2/11/2015

Netanyahu: speech to US Congress about 'the very survival of my country'


 The Israeli prime minister, Binyamin Netanyahu, speaks to his Likud party members during a campaign event near Tel Aviv on Monday. Photograph: Ariel Schalit/AP


Πηγή: The Guardian
By Dan Roberts in Washington
Feb 10 2015

The diplomatic stand-off between Binyamin Netanyahu and US Democrats worsened on Tuesday as more congressmen threatened to boycott a speech by the Israeli prime minister that he claimed was about “the very survival of my country”.

Netanyahu repeatedly defended his decision to accept an invitation from Republican leaders to address a joint session of Congress that the White House has called a partisan breach of protocol.

“I am going to the United States not because I seek a confrontation with the President, but to speak up for very survival of my country,” said the prime minister in of one several English-language tweets seemingly aimed directly at the US public.
— בנימין נתניהו (@netanyahu) February 10, 2015

I am going to the United States not because I seek a confrontation with the President, but to speak up for very survival of my country.

“I intend to speak in the US Congress because Congress might have an important role on a nuclear deal with Iran,” he added, receiving over 4,000 retweets after asking followers if they supported his “determination” to speak in Congress.

Earlier, Patrick Leahy, the longest-serving Democrat in the Senate, became the latest senior figure to say he would not be attending next month’s address which was arranged by the House speaker, John Boehner, to highlight differences between Israel and Barack Obama over negotiations with Iran to prevent it developing nuclear weapons.

“The unfortunate way that House leaders have unilaterally arranged this, and then heavily politicised it, has demolished the potential constructive value of this Joint Meeting,” said Leahy in a statement. “They have orchestrated a tawdry and high-handed stunt that has embarrassed not only Israel but the Congress itself.”

Critics claim that by accepting the invitation just two weeks before Israeli elections and without seeking approval from the White House, Netayahu is overtly polarising relations between the two countries along partisan lines.

“It has long been an unwritten rule and practice through the decades that when it comes to American foreign policy, we speak and act thoughtfully, with one voice when we can, with the national interests of the United States as our uppermost consideration, and with caution about the unintended consequences of unilateral actions like this,” added Leahy. “They have diminished that valuable precedent.”

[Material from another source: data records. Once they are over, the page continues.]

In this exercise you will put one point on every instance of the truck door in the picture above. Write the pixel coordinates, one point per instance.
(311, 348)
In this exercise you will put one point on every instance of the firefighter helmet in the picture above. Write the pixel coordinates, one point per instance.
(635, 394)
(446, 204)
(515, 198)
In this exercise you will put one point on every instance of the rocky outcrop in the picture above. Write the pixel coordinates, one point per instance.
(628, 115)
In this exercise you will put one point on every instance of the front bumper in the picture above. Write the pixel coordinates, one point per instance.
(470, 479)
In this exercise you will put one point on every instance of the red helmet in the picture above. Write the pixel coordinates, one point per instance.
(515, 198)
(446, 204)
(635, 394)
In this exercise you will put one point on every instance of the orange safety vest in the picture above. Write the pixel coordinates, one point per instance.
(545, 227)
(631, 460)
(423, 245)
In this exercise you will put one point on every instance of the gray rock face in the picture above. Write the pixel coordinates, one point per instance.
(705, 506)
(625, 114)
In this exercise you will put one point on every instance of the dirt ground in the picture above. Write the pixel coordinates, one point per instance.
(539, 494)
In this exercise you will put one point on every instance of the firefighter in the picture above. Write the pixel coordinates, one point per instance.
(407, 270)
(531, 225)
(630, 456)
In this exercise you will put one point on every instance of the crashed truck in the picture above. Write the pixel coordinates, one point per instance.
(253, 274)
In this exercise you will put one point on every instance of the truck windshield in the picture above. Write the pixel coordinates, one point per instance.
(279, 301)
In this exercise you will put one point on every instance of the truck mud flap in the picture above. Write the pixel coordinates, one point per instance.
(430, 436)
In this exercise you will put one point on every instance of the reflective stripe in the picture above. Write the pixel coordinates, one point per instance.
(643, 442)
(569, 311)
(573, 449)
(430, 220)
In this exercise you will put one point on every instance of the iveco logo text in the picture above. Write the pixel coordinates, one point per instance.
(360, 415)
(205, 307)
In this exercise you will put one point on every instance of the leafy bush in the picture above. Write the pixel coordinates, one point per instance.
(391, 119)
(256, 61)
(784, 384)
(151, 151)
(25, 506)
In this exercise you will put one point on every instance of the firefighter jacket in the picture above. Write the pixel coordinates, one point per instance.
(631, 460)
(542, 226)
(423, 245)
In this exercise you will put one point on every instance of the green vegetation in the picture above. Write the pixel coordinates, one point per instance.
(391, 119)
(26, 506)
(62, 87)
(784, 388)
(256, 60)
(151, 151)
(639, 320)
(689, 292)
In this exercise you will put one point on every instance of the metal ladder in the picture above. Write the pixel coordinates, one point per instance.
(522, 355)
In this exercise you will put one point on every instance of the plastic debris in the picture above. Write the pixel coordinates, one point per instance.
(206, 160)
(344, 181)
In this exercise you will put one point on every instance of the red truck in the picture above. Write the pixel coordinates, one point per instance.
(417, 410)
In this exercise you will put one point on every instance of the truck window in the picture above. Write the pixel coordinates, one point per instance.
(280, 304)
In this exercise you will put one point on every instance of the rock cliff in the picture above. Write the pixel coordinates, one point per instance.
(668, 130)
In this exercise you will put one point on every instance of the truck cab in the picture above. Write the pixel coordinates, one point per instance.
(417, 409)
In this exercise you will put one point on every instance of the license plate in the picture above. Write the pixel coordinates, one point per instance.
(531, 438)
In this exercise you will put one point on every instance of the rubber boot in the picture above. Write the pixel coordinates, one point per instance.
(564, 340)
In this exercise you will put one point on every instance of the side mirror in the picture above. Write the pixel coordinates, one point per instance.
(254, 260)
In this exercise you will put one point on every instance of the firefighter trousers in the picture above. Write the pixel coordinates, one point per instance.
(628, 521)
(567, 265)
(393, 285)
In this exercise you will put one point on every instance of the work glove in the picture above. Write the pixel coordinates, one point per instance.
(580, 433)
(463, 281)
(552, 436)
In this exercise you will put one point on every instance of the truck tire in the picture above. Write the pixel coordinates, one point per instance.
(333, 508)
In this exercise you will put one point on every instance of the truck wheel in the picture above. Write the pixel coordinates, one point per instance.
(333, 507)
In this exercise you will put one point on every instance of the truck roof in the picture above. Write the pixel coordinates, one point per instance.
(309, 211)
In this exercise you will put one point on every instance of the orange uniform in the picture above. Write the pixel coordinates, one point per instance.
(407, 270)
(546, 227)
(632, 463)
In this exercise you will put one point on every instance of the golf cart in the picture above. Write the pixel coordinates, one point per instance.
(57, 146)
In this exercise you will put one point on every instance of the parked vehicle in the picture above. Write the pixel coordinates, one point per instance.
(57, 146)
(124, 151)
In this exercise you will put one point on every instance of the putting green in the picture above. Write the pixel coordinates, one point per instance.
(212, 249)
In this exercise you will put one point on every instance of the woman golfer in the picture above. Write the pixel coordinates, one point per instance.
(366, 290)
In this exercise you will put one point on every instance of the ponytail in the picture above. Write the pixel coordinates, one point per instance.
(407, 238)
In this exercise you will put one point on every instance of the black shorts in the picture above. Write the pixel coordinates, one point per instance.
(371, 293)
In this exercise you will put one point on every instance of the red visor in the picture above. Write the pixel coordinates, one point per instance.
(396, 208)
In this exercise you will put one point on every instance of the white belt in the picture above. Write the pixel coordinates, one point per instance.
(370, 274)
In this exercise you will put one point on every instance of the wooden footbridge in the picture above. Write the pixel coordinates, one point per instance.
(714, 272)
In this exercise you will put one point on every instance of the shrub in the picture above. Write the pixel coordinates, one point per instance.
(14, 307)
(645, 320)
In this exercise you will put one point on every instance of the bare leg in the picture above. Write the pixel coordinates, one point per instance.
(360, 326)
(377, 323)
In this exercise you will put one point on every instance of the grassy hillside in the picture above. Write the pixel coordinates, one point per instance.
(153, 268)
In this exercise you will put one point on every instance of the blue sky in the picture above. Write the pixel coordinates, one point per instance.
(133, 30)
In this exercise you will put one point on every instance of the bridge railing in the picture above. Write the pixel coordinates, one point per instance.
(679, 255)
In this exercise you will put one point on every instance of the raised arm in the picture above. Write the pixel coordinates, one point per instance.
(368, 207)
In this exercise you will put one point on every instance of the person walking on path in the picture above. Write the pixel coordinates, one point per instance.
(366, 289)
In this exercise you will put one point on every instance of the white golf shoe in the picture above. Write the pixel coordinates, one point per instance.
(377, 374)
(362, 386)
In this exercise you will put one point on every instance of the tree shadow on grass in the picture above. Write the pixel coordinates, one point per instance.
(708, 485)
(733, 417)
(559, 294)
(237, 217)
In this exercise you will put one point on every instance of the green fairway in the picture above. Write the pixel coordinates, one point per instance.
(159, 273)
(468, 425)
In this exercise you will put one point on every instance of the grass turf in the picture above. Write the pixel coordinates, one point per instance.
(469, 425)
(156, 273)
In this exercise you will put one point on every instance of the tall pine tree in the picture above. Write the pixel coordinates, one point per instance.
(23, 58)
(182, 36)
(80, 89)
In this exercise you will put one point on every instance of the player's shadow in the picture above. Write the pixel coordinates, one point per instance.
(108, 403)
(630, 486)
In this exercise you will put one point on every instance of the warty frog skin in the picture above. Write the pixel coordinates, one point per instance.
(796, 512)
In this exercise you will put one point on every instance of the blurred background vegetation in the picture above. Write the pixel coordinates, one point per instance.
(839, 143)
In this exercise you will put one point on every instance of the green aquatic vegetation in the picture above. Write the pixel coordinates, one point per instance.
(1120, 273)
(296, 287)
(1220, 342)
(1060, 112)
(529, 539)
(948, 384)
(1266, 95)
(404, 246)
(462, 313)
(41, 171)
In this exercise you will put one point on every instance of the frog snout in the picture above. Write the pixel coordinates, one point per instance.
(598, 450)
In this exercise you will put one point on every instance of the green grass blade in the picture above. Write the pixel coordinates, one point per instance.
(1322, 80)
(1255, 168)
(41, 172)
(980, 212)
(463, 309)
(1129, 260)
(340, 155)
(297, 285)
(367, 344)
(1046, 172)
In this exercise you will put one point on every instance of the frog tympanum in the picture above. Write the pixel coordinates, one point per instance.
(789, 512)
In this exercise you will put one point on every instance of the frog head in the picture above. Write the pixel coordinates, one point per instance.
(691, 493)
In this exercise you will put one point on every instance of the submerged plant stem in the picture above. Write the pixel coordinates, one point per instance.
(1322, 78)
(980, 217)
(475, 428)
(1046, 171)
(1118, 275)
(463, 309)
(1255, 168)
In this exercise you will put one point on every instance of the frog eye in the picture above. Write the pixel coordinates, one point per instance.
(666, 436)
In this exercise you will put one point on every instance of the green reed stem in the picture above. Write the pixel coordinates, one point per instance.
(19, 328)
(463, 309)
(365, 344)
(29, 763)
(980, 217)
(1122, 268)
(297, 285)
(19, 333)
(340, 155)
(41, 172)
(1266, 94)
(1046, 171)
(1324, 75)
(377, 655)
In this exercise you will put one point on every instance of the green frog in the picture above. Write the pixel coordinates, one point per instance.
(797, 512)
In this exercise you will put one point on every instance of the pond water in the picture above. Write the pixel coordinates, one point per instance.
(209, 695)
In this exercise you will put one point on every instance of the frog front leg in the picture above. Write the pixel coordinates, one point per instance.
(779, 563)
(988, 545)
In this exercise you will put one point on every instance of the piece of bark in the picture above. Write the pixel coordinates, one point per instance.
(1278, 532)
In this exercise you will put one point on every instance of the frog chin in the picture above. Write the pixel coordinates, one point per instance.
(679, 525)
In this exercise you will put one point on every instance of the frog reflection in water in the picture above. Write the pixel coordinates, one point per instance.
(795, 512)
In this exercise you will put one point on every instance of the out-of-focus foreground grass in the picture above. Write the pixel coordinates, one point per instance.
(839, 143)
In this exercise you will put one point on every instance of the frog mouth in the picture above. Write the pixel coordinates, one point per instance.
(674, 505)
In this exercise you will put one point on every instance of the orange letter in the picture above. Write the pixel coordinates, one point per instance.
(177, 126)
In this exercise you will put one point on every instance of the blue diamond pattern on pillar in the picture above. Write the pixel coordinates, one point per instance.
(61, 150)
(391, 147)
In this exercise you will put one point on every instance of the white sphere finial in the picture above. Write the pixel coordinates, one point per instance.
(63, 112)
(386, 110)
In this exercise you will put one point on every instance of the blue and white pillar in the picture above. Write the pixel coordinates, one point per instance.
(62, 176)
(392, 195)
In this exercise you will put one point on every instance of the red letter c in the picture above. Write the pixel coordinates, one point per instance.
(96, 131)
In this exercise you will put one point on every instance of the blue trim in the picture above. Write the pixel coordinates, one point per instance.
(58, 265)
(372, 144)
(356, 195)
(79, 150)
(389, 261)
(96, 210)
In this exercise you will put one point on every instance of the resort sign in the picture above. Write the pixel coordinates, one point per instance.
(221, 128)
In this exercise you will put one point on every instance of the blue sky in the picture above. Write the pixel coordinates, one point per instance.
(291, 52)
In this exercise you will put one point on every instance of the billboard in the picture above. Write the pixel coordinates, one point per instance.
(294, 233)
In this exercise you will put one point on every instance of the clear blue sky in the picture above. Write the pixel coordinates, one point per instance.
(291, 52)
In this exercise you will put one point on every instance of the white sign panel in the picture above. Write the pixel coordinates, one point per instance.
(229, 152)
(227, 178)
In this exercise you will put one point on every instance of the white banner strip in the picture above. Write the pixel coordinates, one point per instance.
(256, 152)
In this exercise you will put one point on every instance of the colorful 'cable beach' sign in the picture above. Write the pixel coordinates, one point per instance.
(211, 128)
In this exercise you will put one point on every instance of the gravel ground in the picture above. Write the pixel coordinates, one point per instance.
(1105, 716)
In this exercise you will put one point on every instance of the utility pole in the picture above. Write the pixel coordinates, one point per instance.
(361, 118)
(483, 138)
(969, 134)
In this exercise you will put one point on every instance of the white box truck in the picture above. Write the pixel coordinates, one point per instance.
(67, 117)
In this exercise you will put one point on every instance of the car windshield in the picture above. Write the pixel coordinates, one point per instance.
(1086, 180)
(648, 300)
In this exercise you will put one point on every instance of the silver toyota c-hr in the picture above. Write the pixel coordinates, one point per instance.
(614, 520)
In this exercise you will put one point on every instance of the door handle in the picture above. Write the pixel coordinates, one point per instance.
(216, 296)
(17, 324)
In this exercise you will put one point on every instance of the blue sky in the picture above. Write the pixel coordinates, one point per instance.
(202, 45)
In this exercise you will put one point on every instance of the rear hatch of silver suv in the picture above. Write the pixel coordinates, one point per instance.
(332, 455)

On Monday, independent Vermont senator Bernie Sanders, who normally votes with Democrats and once worked on a kibbutz, said it was wrong for Netanyahu not to have consulted more with Obama before accepting the invitation from Boehner.

A running tally of Democrats pledging to skip the speech collated by the Hill newspaper currently stands at 14 House representatives and three senators including Sanders and Leahy.

On Monday, the Washington-based Israeli-American lobby group J-Street, which also opposes the visit, wrote to all members of Congress asking them to urge Boehner to postpone it until after Israel’s election.

“One of the chief objections to the visit – and the reason so many supporters of Israel including prominent American Jewish leaders like Abe Foxman and Rabbi Rick Jacobs, the leader of the Reform Movement, have asked the Prime Minister to postpone his appearance – is the possibility that the speech will be used to advance the Netanyahu campaign,” says its letter.

“Our Congress should not be used as a prop in another nation’s election. One of the central elements that underpins the alliance between our two nations is our common commitment to democracy and elections. That means that both nations stay out of the other’s democratic process.